Guy A. Lepage s’étonne néanmoins de voir ces fausses nouvelles « minables » survivre sur Facebook et Instagram au contraire des contenus authentiques. L’animateur fait d’ailleurs partie des personnalités qui participent à une campagne publicitaire « irrévérencieuse » de 12 médias canadiens pour « sensibiliser le public au fait que le blocage des nouvelles par Meta fragilise nos médias ».

Dans le cadre de cet effort de sensibilisation, des nouvelles aussi fausses qu’insolites appâtent les utilisateurs vers des capsules informatives – celles-là véridiques – des journalistes Noémi Mercier et Pierre Bruneau.

Ailleurs dans le monde

Dans le Canada anglais, une supercherie équivalente à celle mettant en scène Normand Brathwaite emprunte l’environnement de la chaîne de télévision CTV et convoque tantôt l’animatrice et cheffe cuisinière Mary Berg, tantôt l’acteur et producteur Howie Mandel. Des images caricaturales simulent même leur arrestation à la suite de révélations « scandaleuses ».

CAPTURE D’ÉCRAN DE FACEBOOK

Fausse nouvelle attribuée à CTV impliquant Howie Mandel

En France, ce sont Anne-Claire Coudray et Michel Drucker qui font l’objet d’un reportage fallacieux attribué au journal Le Monde. En Belgique, c’est plutôt la chanteuse Natalia Druyts qui sert d’hameçon par l’entremise d’un faux article du quotidien néerlandophone Het Laatste Nieuws.

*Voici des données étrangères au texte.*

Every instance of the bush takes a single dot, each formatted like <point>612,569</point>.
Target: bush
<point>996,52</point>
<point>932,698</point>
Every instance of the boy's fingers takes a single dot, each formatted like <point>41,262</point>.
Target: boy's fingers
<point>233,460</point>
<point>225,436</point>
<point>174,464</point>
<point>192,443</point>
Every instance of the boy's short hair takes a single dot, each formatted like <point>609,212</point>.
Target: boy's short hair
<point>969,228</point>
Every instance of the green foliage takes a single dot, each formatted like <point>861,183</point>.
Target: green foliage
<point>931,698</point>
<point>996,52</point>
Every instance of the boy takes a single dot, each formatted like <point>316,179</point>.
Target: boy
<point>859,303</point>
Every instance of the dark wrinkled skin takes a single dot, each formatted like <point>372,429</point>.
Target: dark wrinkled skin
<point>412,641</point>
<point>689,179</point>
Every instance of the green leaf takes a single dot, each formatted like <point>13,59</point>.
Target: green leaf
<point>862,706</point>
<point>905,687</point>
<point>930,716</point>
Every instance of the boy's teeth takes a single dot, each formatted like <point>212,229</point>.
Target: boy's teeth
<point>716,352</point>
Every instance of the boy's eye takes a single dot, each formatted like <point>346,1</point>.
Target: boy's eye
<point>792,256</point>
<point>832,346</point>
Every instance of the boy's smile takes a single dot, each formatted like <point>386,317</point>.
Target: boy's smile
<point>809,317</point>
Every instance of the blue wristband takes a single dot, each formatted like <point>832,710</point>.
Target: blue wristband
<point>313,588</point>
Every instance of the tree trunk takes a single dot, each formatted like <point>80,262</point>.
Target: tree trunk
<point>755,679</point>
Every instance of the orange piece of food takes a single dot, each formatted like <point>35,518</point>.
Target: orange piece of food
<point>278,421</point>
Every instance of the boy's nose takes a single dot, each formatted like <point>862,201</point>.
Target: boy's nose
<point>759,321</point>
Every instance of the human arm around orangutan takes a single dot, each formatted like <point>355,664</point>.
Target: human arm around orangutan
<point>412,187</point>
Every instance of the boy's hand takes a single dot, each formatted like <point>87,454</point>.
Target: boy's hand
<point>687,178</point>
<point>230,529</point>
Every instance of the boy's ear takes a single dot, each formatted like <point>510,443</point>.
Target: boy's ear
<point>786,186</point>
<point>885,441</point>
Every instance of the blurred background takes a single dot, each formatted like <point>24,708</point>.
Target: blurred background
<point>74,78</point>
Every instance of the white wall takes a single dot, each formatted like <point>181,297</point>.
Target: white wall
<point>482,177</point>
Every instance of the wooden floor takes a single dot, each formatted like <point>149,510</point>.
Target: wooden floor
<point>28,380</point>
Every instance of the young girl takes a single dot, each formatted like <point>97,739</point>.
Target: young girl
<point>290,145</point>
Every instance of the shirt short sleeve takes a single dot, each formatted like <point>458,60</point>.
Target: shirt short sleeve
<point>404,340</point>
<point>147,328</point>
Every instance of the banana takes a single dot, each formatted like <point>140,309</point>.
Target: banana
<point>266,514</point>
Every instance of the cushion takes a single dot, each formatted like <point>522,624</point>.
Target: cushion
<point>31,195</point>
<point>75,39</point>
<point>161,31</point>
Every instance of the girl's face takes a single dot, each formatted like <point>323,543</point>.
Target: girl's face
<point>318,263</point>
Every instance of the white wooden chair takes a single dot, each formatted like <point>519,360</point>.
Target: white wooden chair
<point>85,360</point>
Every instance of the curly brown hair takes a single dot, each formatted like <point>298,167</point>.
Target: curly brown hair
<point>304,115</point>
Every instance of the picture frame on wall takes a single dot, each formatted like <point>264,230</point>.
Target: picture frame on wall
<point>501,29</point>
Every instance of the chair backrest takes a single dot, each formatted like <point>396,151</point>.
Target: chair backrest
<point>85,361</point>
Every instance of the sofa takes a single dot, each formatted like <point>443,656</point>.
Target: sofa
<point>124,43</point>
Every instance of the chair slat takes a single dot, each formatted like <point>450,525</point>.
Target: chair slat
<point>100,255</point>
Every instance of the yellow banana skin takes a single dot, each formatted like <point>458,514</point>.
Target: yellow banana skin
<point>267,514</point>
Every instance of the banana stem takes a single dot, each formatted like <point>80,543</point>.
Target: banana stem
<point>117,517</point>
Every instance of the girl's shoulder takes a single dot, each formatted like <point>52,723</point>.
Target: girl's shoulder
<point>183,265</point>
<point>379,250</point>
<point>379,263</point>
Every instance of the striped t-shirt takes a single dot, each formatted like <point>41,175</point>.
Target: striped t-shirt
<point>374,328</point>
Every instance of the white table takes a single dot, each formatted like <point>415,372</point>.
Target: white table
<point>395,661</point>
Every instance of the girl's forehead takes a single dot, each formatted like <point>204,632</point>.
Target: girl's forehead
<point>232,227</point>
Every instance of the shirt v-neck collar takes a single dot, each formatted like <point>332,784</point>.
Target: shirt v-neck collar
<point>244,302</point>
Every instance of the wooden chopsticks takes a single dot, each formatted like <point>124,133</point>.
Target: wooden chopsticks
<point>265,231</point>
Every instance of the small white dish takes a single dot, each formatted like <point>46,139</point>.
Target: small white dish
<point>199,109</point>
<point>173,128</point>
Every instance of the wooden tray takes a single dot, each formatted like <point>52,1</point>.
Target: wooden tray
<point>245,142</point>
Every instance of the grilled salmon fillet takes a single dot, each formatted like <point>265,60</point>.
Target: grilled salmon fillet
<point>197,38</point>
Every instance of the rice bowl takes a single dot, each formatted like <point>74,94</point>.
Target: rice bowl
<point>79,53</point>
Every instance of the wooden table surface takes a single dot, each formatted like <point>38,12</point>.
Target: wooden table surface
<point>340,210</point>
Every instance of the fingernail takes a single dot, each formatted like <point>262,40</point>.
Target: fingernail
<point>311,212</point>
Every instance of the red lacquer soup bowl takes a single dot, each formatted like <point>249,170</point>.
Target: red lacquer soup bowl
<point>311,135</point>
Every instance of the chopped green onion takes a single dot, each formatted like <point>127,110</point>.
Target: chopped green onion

Dans les publications destinées aux Québécois, l’adresse web www.lapresse.ca est affiché trompeusement. Or, contrairement aux reportages véritables du quotidien, ces fausses nouvelles n’ont eu aucun mal à se faufiler sur Facebook. Les publications apparaissent en bonne et due forme dans la Bibliothèque publicitaire de Meta.

Les contenus commandités émanent d’une page Facebook attribuée au photographe et chasseur de tempêtes Mike Olbinski, qui compte près de 100 000 abonnés. Le compte américain est désormais géré à partir du Viêtnam et de l’Indonésie, selon les informations de transparence affichées par Facebook.

PHOTO MIKE OLBINSKI, TIRÉE DE SON COMPTE FACEBOOK

Le photographe américain Mike Olbinski

« Ma page est piratée depuis deux mois maintenant », explique par courriel le véritable Mike Olbinski, qui dit avoir payé pour s’abonner à Meta Verified et obtenir davantage de soutien. « Je n’ai reçu aucune aide », regrette-t-il. « Dans ses courriels, Meta me dit qu’elle enquête, mais rien ne change. Bien que la page publie arnaque après arnaque après arnaque, ils ne font rien. C’est dégoûtant. »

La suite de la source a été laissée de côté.